◆トウモロコシ、大豆粕は史上最高値を更新
日本の配合飼料原料の最大の輸入相手国である米国は、1956年以来の最悪の大干ばつに見舞われ、シカゴ相場が急騰。トウモロコシ、大豆粕の価格はともにこの夏、08年の史上最高値を更新した。
相場の高騰は、欧州金融不安の長期化などにより行き場を失った投機マネーが再び穀物市場に流入しているとの見方もある。
トウモロコシは、6月中旬まで1ブッシェル(約25.4kg)6ドルセント前後だったが、8月21日には史上最高値となる8.31ドルを記録。9月20日現在でも、7.46ドルの高値を付けた。
大豆粕は、中国需要ののびと南米での減産なども手伝い5月上旬から値上がり始め、8月30日に史上最高値となる1トン548ドルを記録。9月20日現在は482ドルと08年を上回っている。
こうした原料価格の高騰を受けて、10〜12月期の配合飼料価格は全畜種平均で1トンあたり6万3250円(推定、農水省調べ)となった。
原料価格が史上最高値をつけたにもかかわらず、配合飼料価格が過去最高だった08年10〜12月期の6万7600円より若干低く抑えられているのは、米国・日本間のパナマックス型海上運賃が1トン50ドル以下で当時に比べて3分の1、為替レートも当時に比べて1ドルあたり約40円の円高になっているためだ。

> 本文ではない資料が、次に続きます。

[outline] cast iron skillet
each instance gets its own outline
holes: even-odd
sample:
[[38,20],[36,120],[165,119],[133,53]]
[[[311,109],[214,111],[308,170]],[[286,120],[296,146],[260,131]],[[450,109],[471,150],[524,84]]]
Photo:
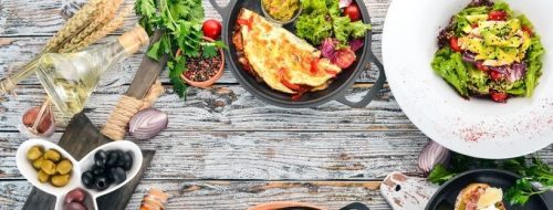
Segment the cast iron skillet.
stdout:
[[[240,63],[238,62],[236,49],[232,44],[232,30],[234,29],[240,9],[247,8],[263,15],[263,12],[261,11],[261,0],[231,0],[226,7],[220,7],[216,2],[216,0],[209,0],[209,2],[222,17],[223,30],[221,39],[225,43],[227,43],[227,45],[229,45],[229,49],[226,50],[225,53],[227,53],[227,63],[232,70],[232,73],[248,92],[265,103],[288,108],[305,108],[314,107],[330,101],[337,101],[351,107],[365,107],[371,103],[373,97],[375,97],[375,95],[383,87],[384,82],[386,81],[386,76],[384,75],[384,66],[375,57],[371,50],[373,33],[368,31],[365,35],[363,49],[358,50],[356,53],[356,61],[352,66],[338,74],[337,78],[335,78],[335,81],[328,86],[328,88],[324,91],[306,93],[300,99],[292,101],[291,95],[273,91],[268,85],[257,82],[252,75],[243,71]],[[371,18],[365,8],[365,4],[362,0],[357,0],[356,3],[362,11],[363,22],[369,23]],[[295,22],[286,24],[284,25],[284,28],[294,32],[294,23]],[[347,88],[353,85],[355,80],[361,75],[361,73],[369,62],[376,64],[376,66],[378,67],[378,80],[371,88],[371,91],[368,91],[368,93],[359,102],[348,101],[345,97]]]
[[[479,169],[463,172],[456,178],[449,180],[444,183],[441,188],[432,196],[428,204],[426,206],[426,210],[452,210],[455,207],[455,201],[459,192],[470,183],[481,182],[488,183],[495,188],[501,188],[503,190],[503,195],[507,192],[511,186],[519,179],[519,176],[504,170],[497,169]],[[533,196],[530,200],[523,206],[510,206],[507,201],[503,200],[508,210],[514,209],[540,209],[547,210],[552,209],[552,203],[547,203],[553,201],[551,192],[546,192],[540,196]]]

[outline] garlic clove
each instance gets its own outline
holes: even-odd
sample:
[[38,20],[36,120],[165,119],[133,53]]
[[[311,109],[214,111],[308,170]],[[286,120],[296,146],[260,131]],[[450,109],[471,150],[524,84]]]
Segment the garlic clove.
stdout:
[[[22,117],[22,128],[20,128],[20,132],[32,138],[51,137],[55,132],[54,116],[50,106],[44,108],[42,117],[39,116],[41,107],[33,107],[27,111]],[[36,126],[34,127],[35,123]]]
[[422,148],[418,156],[418,168],[428,174],[436,165],[446,165],[449,162],[451,151],[446,147],[430,140]]

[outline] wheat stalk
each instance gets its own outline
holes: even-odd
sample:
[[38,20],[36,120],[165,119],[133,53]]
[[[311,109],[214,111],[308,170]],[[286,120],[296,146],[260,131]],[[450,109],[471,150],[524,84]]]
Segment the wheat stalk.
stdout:
[[83,6],[66,23],[65,25],[50,39],[44,46],[44,52],[53,52],[60,49],[63,43],[67,42],[72,36],[76,35],[86,25],[88,25],[97,14],[100,3],[102,0],[90,0],[88,3]]
[[72,45],[71,48],[64,49],[67,52],[75,52],[75,51],[81,51],[84,48],[88,46],[90,44],[96,42],[97,40],[106,36],[108,33],[114,32],[118,28],[123,27],[124,19],[125,17],[133,11],[134,7],[128,6],[125,7],[117,18],[115,18],[113,21],[109,23],[103,25],[101,29],[92,32],[88,36],[86,36],[82,42]]
[[115,18],[121,3],[123,3],[123,0],[102,0],[98,17],[96,17],[96,19],[94,19],[92,23],[83,29],[83,31],[81,31],[76,36],[71,39],[70,42],[64,44],[63,48],[61,48],[60,52],[72,52],[70,51],[70,49],[79,45],[79,43],[83,42],[88,35],[100,30],[103,25],[109,23]]

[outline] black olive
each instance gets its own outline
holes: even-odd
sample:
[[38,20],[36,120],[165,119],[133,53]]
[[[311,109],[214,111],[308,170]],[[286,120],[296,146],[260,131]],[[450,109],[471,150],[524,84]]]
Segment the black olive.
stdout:
[[94,154],[94,164],[100,167],[104,167],[107,161],[107,153],[105,150],[100,149]]
[[92,166],[91,170],[92,170],[93,175],[98,176],[98,175],[103,175],[104,174],[105,168],[94,165],[94,166]]
[[115,164],[115,166],[123,167],[123,165],[125,165],[125,153],[122,150],[116,150],[116,153],[118,154],[118,157],[117,157],[117,164]]
[[84,171],[83,175],[81,176],[81,181],[83,182],[84,187],[92,188],[95,181],[92,171],[90,170]]
[[103,191],[109,187],[109,182],[105,176],[97,176],[96,181],[94,182],[94,189],[98,191]]
[[107,166],[115,166],[117,164],[118,157],[119,157],[119,153],[117,153],[116,150],[112,150],[112,151],[107,153],[106,165]]
[[126,154],[125,158],[127,159],[125,160],[125,165],[123,165],[123,169],[131,170],[131,168],[133,167],[133,153],[127,151],[125,154]]
[[121,167],[109,168],[109,179],[115,183],[121,183],[127,179],[127,172]]
[[122,153],[119,159],[117,160],[117,166],[125,170],[131,169],[133,166],[133,155],[131,153]]

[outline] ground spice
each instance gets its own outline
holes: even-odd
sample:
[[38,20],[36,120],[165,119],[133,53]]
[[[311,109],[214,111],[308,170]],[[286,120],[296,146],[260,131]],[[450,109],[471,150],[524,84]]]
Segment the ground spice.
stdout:
[[221,69],[221,65],[220,54],[209,59],[204,59],[202,56],[189,57],[186,64],[187,71],[185,72],[185,76],[195,82],[205,82],[213,77]]

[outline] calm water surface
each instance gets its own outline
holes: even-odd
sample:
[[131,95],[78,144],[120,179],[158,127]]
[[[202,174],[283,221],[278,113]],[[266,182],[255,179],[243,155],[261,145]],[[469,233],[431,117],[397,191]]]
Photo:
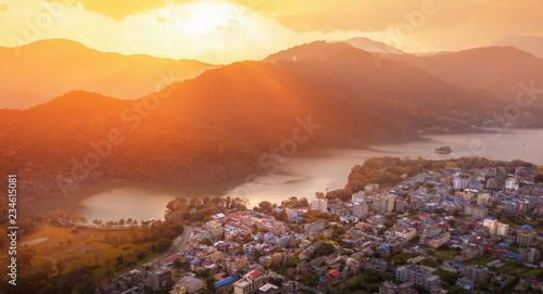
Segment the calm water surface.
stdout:
[[[453,153],[439,155],[435,148],[450,145]],[[427,136],[424,141],[376,145],[371,150],[324,150],[289,157],[273,175],[251,182],[220,183],[209,187],[173,187],[149,183],[108,183],[81,189],[75,195],[74,209],[92,219],[162,219],[169,200],[220,195],[247,196],[253,207],[261,201],[280,203],[290,196],[312,199],[315,192],[344,187],[353,165],[372,156],[424,157],[428,159],[485,156],[494,159],[520,158],[543,165],[543,129],[501,130],[494,133]],[[235,188],[231,188],[231,187]],[[62,202],[62,201],[59,201]],[[53,203],[54,201],[50,202]],[[66,202],[62,202],[66,203]],[[51,204],[50,204],[51,205]],[[62,206],[61,203],[56,205]],[[62,208],[62,207],[61,207]]]

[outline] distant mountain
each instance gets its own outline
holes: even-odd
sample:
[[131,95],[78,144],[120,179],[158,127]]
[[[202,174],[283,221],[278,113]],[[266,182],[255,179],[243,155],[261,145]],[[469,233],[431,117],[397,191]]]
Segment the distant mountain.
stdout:
[[[348,43],[313,42],[273,54],[265,61],[359,105],[375,104],[372,112],[402,115],[408,125],[418,119],[419,128],[425,120],[443,122],[435,119],[440,117],[457,122],[456,131],[469,129],[480,126],[503,104],[484,91],[466,90],[416,66],[376,56]],[[416,111],[418,114],[408,117],[405,114]],[[422,111],[427,118],[420,120]]]
[[71,90],[136,99],[215,67],[198,61],[122,55],[51,39],[0,47],[0,108],[26,108]]
[[417,137],[394,117],[258,62],[134,101],[73,91],[29,110],[0,110],[0,168],[20,175],[26,199],[118,179],[205,184],[269,171],[302,149]]
[[[522,85],[543,88],[543,60],[513,47],[489,47],[434,56],[390,55],[413,64],[451,84],[482,89],[507,102],[516,103]],[[531,100],[531,99],[530,99]],[[522,101],[528,101],[525,98]],[[543,97],[534,99],[543,107]]]
[[346,40],[344,40],[344,42],[346,42],[355,48],[362,49],[364,51],[368,51],[368,52],[405,54],[404,51],[402,51],[397,48],[394,48],[390,44],[386,44],[383,42],[374,41],[374,40],[366,38],[366,37],[355,37],[355,38],[346,39]]
[[513,46],[519,50],[532,53],[539,59],[543,59],[543,37],[533,35],[506,36],[492,40],[487,47]]

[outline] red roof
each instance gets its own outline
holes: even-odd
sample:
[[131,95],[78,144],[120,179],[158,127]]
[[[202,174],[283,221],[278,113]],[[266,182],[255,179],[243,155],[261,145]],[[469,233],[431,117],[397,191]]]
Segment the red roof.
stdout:
[[181,256],[176,253],[174,255],[171,255],[171,256],[164,258],[164,260],[162,260],[162,261],[167,264],[167,263],[173,263],[173,261],[175,261],[175,260],[177,260],[179,258],[181,258]]
[[260,271],[257,271],[257,270],[253,269],[253,270],[251,270],[251,271],[249,272],[249,274],[253,276],[253,278],[254,278],[254,279],[256,279],[256,278],[258,278],[258,277],[262,274],[262,272],[260,272]]
[[328,271],[328,274],[330,274],[332,278],[338,278],[340,276],[340,272],[337,269],[332,269]]

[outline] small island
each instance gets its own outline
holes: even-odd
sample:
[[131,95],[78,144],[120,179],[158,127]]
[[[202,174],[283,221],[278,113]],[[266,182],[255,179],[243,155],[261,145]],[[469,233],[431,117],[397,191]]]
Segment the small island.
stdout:
[[452,152],[453,152],[453,150],[451,149],[451,146],[446,146],[446,145],[435,149],[435,153],[438,153],[438,154],[451,154]]

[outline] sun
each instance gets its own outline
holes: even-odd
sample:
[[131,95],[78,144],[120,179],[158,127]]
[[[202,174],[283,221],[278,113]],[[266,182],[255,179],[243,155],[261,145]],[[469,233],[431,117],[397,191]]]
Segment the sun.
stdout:
[[199,1],[187,4],[173,4],[161,10],[179,30],[200,39],[203,35],[228,27],[242,17],[238,7],[216,1]]

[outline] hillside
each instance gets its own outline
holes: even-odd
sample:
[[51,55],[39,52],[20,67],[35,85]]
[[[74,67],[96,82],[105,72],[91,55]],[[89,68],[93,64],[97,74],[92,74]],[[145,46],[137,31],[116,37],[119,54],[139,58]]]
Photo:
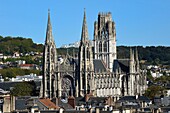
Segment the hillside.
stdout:
[[[131,48],[136,48],[132,47]],[[139,59],[147,61],[149,64],[164,64],[170,65],[170,47],[165,46],[137,46]],[[118,46],[117,56],[119,59],[129,58],[128,46]],[[42,52],[43,44],[36,44],[30,38],[23,37],[2,37],[0,36],[0,53],[4,55],[12,55],[14,52]],[[72,55],[78,54],[78,48],[58,48],[58,55],[65,55],[67,52]]]
[[3,53],[4,55],[12,55],[14,52],[42,52],[42,48],[43,44],[36,44],[30,38],[0,36],[0,53]]

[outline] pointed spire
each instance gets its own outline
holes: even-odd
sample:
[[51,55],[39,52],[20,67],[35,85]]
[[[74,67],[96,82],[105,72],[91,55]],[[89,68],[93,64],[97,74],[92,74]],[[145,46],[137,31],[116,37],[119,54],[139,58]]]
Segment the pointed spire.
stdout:
[[138,58],[138,49],[137,49],[137,47],[136,47],[135,60],[136,60],[136,72],[139,73],[139,71],[140,71],[140,66],[139,66],[139,58]]
[[46,31],[46,40],[45,43],[54,42],[53,36],[52,36],[52,26],[51,26],[51,20],[50,20],[50,10],[48,9],[48,23],[47,23],[47,31]]
[[138,48],[137,48],[137,47],[136,47],[136,54],[135,54],[135,56],[136,56],[136,57],[135,57],[135,60],[136,60],[136,61],[139,61],[139,58],[138,58]]
[[134,60],[134,51],[130,47],[130,60]]
[[87,40],[88,40],[88,30],[87,30],[87,23],[86,23],[86,10],[84,9],[84,18],[83,18],[81,42],[85,43]]

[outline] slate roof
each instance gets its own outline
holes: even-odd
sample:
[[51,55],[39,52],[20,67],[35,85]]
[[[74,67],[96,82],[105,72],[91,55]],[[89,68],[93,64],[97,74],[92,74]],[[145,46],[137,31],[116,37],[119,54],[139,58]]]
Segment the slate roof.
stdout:
[[56,106],[53,102],[51,102],[51,100],[49,98],[46,98],[46,99],[39,99],[39,101],[45,105],[48,109],[59,109],[58,106]]
[[61,98],[59,98],[58,100],[58,106],[64,109],[73,109],[73,107],[70,104],[62,102]]
[[129,59],[116,59],[113,63],[113,72],[116,72],[117,69],[121,69],[124,73],[129,73]]
[[102,60],[94,59],[93,64],[94,64],[94,72],[106,72],[107,71],[107,68]]
[[138,96],[137,99],[135,96],[124,96],[124,97],[120,98],[118,100],[118,102],[125,102],[125,101],[136,102],[137,100],[144,101],[144,102],[150,102],[149,98],[147,98],[145,96]]
[[[4,91],[10,91],[12,87],[14,87],[16,84],[19,84],[21,82],[0,82],[0,88],[3,89]],[[28,82],[28,83],[32,83]],[[40,81],[34,81],[36,87],[41,86],[41,82]]]
[[[74,59],[75,63],[78,65],[78,59]],[[104,62],[100,59],[93,59],[94,72],[106,72],[107,68]]]

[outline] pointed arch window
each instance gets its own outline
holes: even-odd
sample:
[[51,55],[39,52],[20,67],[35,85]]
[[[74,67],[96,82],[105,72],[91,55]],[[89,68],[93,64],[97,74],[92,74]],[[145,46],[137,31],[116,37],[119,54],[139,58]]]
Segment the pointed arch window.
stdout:
[[89,49],[87,49],[87,59],[90,58],[90,52],[89,52]]
[[104,42],[104,52],[107,52],[107,42]]
[[102,42],[99,43],[99,52],[102,52]]

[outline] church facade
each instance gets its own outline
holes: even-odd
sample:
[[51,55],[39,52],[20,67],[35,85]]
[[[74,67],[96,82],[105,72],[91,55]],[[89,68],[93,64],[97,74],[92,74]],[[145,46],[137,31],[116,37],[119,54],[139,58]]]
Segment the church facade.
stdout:
[[52,36],[50,13],[43,53],[40,97],[114,97],[142,95],[146,75],[140,70],[137,48],[129,59],[117,59],[116,28],[111,13],[99,13],[94,22],[94,49],[88,36],[84,11],[78,57],[59,59]]

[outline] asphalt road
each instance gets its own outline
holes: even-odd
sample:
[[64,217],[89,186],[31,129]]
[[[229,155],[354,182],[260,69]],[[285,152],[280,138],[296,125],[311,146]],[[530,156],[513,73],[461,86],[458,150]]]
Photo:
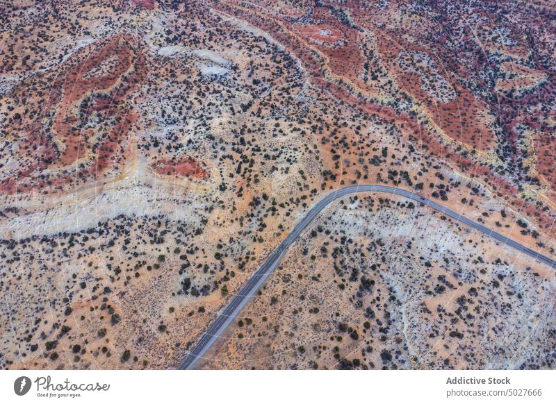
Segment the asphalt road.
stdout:
[[299,237],[300,234],[306,228],[311,221],[317,216],[320,212],[325,209],[332,202],[342,198],[350,194],[356,194],[360,192],[382,192],[386,194],[393,194],[394,195],[399,195],[404,196],[408,199],[412,199],[419,203],[423,203],[430,206],[433,209],[441,212],[445,215],[451,217],[461,223],[464,223],[470,227],[472,227],[481,233],[491,237],[505,244],[507,244],[519,251],[525,253],[532,258],[534,258],[535,261],[540,261],[548,265],[556,267],[556,261],[543,255],[529,247],[526,247],[518,242],[514,241],[508,237],[496,233],[476,221],[474,221],[467,217],[462,216],[459,213],[456,213],[451,209],[448,209],[439,203],[427,199],[414,194],[410,191],[405,190],[400,190],[394,187],[388,187],[386,185],[353,185],[350,187],[345,187],[336,190],[336,192],[327,195],[323,199],[317,203],[315,206],[309,211],[309,212],[303,217],[303,219],[293,228],[291,233],[286,237],[279,246],[275,250],[266,261],[257,269],[253,276],[250,278],[245,286],[236,294],[227,306],[218,314],[216,320],[213,325],[203,335],[197,344],[193,349],[188,353],[188,355],[181,362],[181,364],[178,367],[179,369],[190,369],[197,362],[197,360],[202,357],[206,353],[208,349],[214,344],[215,342],[220,337],[222,334],[226,330],[226,328],[229,324],[236,319],[240,311],[245,306],[249,301],[250,298],[254,296],[259,289],[263,285],[267,278],[274,271],[278,263],[280,262],[281,258],[284,255],[284,252]]

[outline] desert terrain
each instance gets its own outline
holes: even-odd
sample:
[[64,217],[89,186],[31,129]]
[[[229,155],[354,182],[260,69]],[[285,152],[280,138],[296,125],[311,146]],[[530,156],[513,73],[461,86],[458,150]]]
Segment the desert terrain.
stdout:
[[[348,185],[556,259],[555,12],[0,4],[0,367],[176,368]],[[344,198],[198,367],[555,369],[554,278],[426,206]]]

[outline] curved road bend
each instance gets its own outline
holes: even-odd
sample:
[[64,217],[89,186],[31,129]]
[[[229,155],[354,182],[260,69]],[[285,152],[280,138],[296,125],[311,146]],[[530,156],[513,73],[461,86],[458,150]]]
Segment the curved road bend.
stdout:
[[395,188],[394,187],[388,187],[386,185],[352,185],[345,187],[336,190],[332,194],[327,195],[323,199],[317,203],[313,208],[303,217],[303,219],[293,228],[291,233],[286,237],[278,248],[270,255],[266,261],[256,270],[255,273],[247,281],[245,286],[236,294],[227,306],[218,314],[216,320],[213,325],[203,335],[197,345],[193,349],[189,352],[187,357],[181,362],[181,364],[178,367],[179,369],[190,369],[197,362],[197,360],[202,357],[204,354],[211,348],[214,343],[222,335],[222,333],[229,326],[229,324],[234,320],[234,319],[239,314],[239,312],[243,309],[249,299],[254,295],[257,290],[263,285],[268,276],[274,271],[280,259],[284,255],[284,252],[299,237],[300,234],[306,228],[311,221],[315,217],[320,213],[320,212],[325,208],[332,202],[345,196],[350,194],[356,194],[359,192],[384,192],[386,194],[392,194],[394,195],[399,195],[404,196],[408,199],[412,199],[423,205],[430,206],[435,210],[441,212],[446,216],[457,220],[459,222],[464,223],[470,227],[472,227],[480,232],[491,237],[502,243],[507,244],[511,247],[525,253],[535,260],[539,260],[541,262],[556,267],[556,261],[543,255],[540,253],[537,253],[532,250],[529,247],[526,247],[517,242],[515,242],[508,237],[502,235],[501,234],[491,230],[489,228],[473,221],[467,217],[462,216],[459,213],[456,213],[451,209],[445,208],[439,203],[427,199],[414,194],[410,191]]

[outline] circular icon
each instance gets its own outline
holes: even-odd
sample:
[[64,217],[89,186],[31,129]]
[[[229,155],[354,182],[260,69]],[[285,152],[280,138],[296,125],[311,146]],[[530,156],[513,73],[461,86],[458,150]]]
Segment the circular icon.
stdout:
[[31,379],[27,376],[21,376],[13,382],[13,391],[18,396],[24,396],[31,389]]

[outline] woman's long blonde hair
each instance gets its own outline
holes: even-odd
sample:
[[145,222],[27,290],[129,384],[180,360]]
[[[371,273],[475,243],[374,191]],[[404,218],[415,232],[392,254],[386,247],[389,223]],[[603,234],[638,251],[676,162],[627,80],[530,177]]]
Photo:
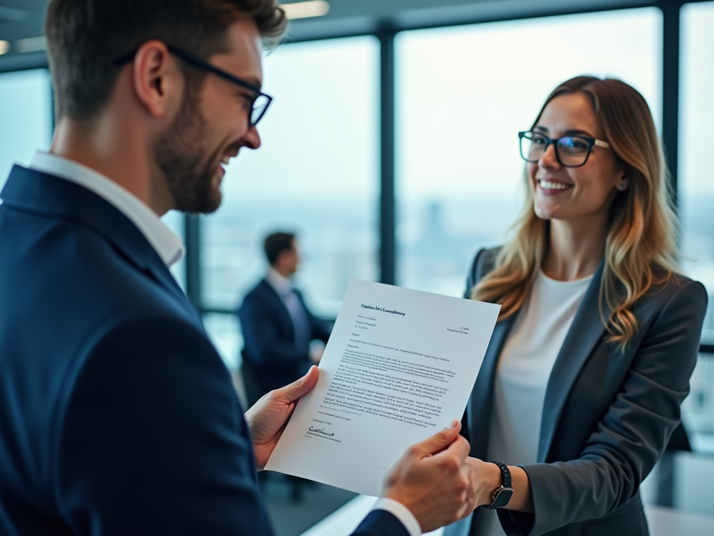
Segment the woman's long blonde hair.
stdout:
[[[551,100],[573,93],[590,99],[605,139],[630,179],[629,188],[617,194],[610,208],[600,289],[609,339],[624,349],[638,330],[633,305],[653,284],[679,273],[668,173],[647,103],[620,80],[577,76],[564,82],[548,97],[533,125]],[[523,305],[548,248],[550,222],[536,215],[527,173],[526,180],[526,203],[514,237],[497,256],[495,268],[471,291],[473,299],[501,304],[499,320]],[[603,304],[609,318],[604,317]]]

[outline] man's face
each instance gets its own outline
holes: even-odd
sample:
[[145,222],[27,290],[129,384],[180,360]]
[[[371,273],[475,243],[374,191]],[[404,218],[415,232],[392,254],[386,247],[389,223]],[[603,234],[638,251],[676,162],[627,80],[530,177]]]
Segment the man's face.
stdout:
[[[250,19],[234,23],[228,38],[230,51],[216,54],[208,62],[260,86],[262,46],[255,24]],[[218,208],[223,166],[241,147],[258,149],[261,144],[256,127],[248,126],[252,96],[249,89],[210,74],[200,87],[186,84],[176,118],[154,147],[174,208],[203,213]]]

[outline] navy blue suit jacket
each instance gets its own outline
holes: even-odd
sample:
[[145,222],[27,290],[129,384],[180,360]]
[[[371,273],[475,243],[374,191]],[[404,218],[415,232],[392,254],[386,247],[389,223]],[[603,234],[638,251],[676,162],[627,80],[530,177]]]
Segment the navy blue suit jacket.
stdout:
[[[307,315],[310,339],[327,342],[326,323],[315,317],[296,291]],[[308,348],[295,344],[295,327],[287,307],[265,279],[248,292],[238,311],[245,346],[243,358],[252,367],[261,391],[266,393],[294,382],[311,364]]]
[[19,167],[0,197],[0,534],[271,535],[228,372],[144,235]]

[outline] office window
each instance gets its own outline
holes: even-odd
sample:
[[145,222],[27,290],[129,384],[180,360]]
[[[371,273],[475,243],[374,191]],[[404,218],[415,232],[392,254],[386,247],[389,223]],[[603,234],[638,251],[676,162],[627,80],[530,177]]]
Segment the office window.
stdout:
[[[266,56],[263,87],[274,101],[258,125],[262,146],[230,164],[223,204],[202,220],[204,307],[240,305],[265,274],[263,239],[277,230],[297,233],[297,286],[316,314],[336,316],[350,278],[376,277],[378,56],[372,36]],[[242,346],[221,334],[225,322],[210,324],[219,348]]]
[[52,101],[45,69],[0,74],[0,189],[13,164],[26,166],[52,139]]
[[[681,11],[679,207],[684,267],[704,284],[709,308],[703,342],[714,344],[714,172],[708,140],[714,124],[714,2]],[[700,354],[683,419],[695,450],[714,452],[714,355]],[[714,510],[710,510],[714,513]]]
[[396,39],[398,282],[461,296],[476,252],[521,207],[517,132],[583,74],[620,78],[661,116],[654,8],[406,31]]

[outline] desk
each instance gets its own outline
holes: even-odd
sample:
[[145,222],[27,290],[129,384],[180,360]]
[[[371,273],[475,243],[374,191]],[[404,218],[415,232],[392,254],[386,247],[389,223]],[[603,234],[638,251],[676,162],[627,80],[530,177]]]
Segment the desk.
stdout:
[[[360,495],[328,515],[302,536],[347,536],[367,515],[373,497]],[[705,515],[661,506],[645,505],[650,536],[713,536],[714,515]],[[428,532],[441,536],[442,530]]]

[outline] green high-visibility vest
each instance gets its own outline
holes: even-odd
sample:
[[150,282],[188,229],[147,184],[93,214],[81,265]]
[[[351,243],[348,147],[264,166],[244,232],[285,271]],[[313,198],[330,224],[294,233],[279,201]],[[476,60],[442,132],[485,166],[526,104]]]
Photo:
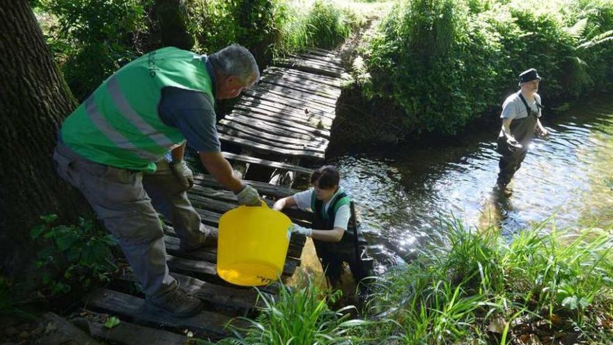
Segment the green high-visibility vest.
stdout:
[[185,138],[157,114],[162,89],[203,92],[215,102],[202,56],[169,47],[119,69],[64,121],[62,141],[82,156],[106,165],[146,172]]

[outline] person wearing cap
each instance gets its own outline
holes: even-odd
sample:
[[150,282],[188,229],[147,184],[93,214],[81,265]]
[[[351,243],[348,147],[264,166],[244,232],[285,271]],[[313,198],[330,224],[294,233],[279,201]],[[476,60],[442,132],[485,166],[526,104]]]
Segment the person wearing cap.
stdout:
[[334,288],[340,287],[343,262],[349,264],[356,283],[371,275],[373,265],[362,234],[355,229],[358,235],[356,240],[355,233],[347,231],[351,218],[351,200],[339,185],[340,180],[336,168],[322,167],[311,176],[312,188],[281,199],[273,206],[277,210],[296,206],[313,213],[311,228],[294,224],[293,232],[313,239],[326,278]]
[[521,167],[535,134],[541,137],[548,134],[539,120],[543,106],[537,91],[541,80],[534,68],[522,72],[519,76],[520,90],[502,105],[502,128],[497,141],[497,151],[502,156],[495,189],[506,197],[512,194],[507,186]]
[[62,125],[54,152],[59,175],[117,238],[156,310],[187,317],[202,306],[169,274],[157,213],[172,222],[180,250],[217,243],[187,199],[194,176],[183,160],[186,144],[239,204],[260,204],[258,192],[222,155],[214,108],[259,77],[254,56],[238,45],[209,56],[162,48],[120,68]]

配合飼料価格急騰などへの激変緩和措置として、国が定めた配合飼料価格安定制度がある。
◆補てん金1トンあたり5450円
これは飼料価格が直近1カ年の平均を上回った時、その差額を補てんするため生産者と飼料メーカーが積み立てる通常補てん基金と、輸入原料価格の値上げが直近1カ年平均の15%以上になった時、その上昇分をカバーして生産者負担を軽減させるため、国と飼料メーカーが積み立てる異常補てん基金の2段階で成り立っている(図参照)。
10〜12月期の補てん金は1トンあたり5450円と値上げ幅より大きく、生産者の実質負担は250円の軽減となる。これは直近1カ年の平均価格が、7〜9月期のそれより安くなったためで、それだけ穀物価格の乱高下が激しくなっていることを示している。
この5450円を満額補てんすると総額327億円になる見込みだ。
このうち、異常補てん基金からいくら補われるかは輸入原料価格が確定する11月半ばに決まる。
◆異常補てん発動基準、2.5%引き下げ
JA全中では、異常補てん基金の発動基準引き下げを要望してきた。なぜなら、通常補てん基金からの拠出を抑制することが生産者負担の軽減につながるからだ。農水省ではこの要請を受けて、緊急支援対策で10〜12月期と13年1〜3月期に限り発動基準を15%から12.5%へと引き下げた。
農水省の試算では、この引き下げにより、異常補てん金からの拠出が40億円ほど増えるという。
ただし、図でも示したように、通常補てん基金の残高はすでに170億円程度しかなく、この措置を受けても資金が枯渇する恐れがある。
さらに、通常補てん基金は08年の飼料価格高騰の際、資金が枯渇し市中銀行などから総額1192億円を借り入れた。この負債がいまだ742億円も残っている。
こうした経緯から、緊急対策で異常補てん基金から通常補てん基金への無利子貸し付けを行うことにしたが、異常補てん基金の残高も310億円しかなく、今後も原料価格の高騰が続けば、制度全体の資金がなくなることも懸念される。
◆原料を小麦に、調達先を南米・東欧に
今回の緊急対策では、こうした価格安定制度での対応以外にも、[1]飼料需給計画の期中改定、[2]飼料穀物備蓄対策事業の運用の弾力化、を行う。
[1]では、飼料メーカーが原料の一部をトウモロコシから小麦へと切り替える動きが加速していることに対応し、飼料需給安定法に基づいて策定している「飼料需給計画」を期中改定し、飼料用小麦の年間輸入予定数量を当初予定の76.4万トンから大幅に増やし121万トンにする。
[2]では、飼料メーカーが原料の調達先を米国から南米や東欧などに切り替える動きに伴い輸送遅延リスクが発生する恐れがあることから、備蓄穀物の貸付限度数量を、前期より25万トン増やして、35万トンに拡大する。
農水省では、畜産・酪農経営の安定のためには輸入飼料から国産飼料への転換が必須だとして、エコフィードの活用や飼料用米の増産などの取り組み強化を強く求めていく考えだ。